The Berlin Wall was at last destroyed in the autumn of 1989 as Communist rule collapsed. A decade has already passed, but Koreans still feel the envy, hope, and regret we experienced when we saw the fall of the Berlin Wall and the unification of the two Germanies.
You might wonder why I began a column with the fall of the Berlin Wall. But when the government proposed a special law to allow a construction project to build a new administrative capital that would replace Seoul, I was reminded of the symbolic meaning and role of the German capital in the process of unification.
A capital is the face of a country. We read a country’s history from the face. Berlin began as the capital of the empire, became the capital of the republic, and served as the Nazi capital until it finally settled in as the capital of a democratic republic. The history of Berlin shows how a capital city represents the history of the country. Each architectural structure in the capital city has a piece of history that reverberates for future generations. Naturally, a capital city reflects the history and characteristics of the country. On the international stage, other countries read the internalized past and identity from the face of a nation. As we cannot think of France without Paris or of Germany without Berlin, we cannot even envision Korea without Seoul. Then why do we have to put Seoul aside and build another “administrative capital”?

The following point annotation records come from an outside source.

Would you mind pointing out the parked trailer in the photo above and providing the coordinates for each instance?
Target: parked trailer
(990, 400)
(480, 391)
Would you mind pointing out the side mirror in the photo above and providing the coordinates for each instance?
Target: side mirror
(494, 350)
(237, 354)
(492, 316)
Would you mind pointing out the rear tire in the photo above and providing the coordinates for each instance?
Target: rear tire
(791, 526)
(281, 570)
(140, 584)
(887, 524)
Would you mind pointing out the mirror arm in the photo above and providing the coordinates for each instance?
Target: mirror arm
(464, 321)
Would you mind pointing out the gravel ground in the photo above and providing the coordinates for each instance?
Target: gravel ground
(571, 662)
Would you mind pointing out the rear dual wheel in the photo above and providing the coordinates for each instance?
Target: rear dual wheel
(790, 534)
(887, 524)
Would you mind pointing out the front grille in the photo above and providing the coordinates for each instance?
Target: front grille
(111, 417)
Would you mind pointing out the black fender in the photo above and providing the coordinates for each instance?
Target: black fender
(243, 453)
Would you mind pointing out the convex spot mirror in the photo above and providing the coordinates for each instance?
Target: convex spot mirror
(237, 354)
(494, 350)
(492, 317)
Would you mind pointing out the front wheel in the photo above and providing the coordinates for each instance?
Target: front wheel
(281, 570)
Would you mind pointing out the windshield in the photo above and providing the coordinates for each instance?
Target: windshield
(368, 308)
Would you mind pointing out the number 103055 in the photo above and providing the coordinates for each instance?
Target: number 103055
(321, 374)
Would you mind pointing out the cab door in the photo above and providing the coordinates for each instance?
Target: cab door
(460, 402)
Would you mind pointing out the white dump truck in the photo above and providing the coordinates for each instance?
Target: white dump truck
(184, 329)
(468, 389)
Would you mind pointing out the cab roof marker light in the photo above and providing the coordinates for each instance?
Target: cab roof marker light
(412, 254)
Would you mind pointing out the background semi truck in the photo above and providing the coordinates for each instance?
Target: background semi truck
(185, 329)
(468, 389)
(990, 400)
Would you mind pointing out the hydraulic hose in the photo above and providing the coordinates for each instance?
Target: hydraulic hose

Seoul is already the widely known capital of Korea. The city has hosted major international sporting events such as the Olympics and the World Cup, and the palaces and cultural heritage of the capital city have already won considerable recognition. Foreigners would get totally different impressions of Seoul if it were the capital and if it were just another metropolitan city.
Especially, when Korea proclaims that it will become the hub of East Asian commerce and economics, who would recognize Korea as the center of Asia if Koreans give up Seoul so easily and present a strange city that foreigners have never heard of as our capital? After all, we have developed Seoul for hundreds of years.
Seoul is a city where the country’s history is still alive and breathing. It will also be the witness to future history and hopefully the unification we all yearn for. From the Joseon Dynasty through the democratization of South Korea, Seoul has already become the center of our history. There is no alternative to Seoul to play the role that connects the past and future of Korea when the time comes for unification.
A capital city is a living legend, and cannot be artificially produced. The capital, Seoul, has been created with the blood, sweat and tears of Koreans for centuries. No city made by a government project can resemble the multi-layered face of Seoul.
Fortunately, a national forum urging reconsideration of the new capital plan has been formed. The government must be extra careful when pushing this project. Even though it was an election promise of President Roh Moo-hyun, the pledge should be reviewed with prudence and consideration for the future.

* The writer, a former ambassador to the United States, is president of the Institute of Social Science. Translation by the JoongAng Daily staff.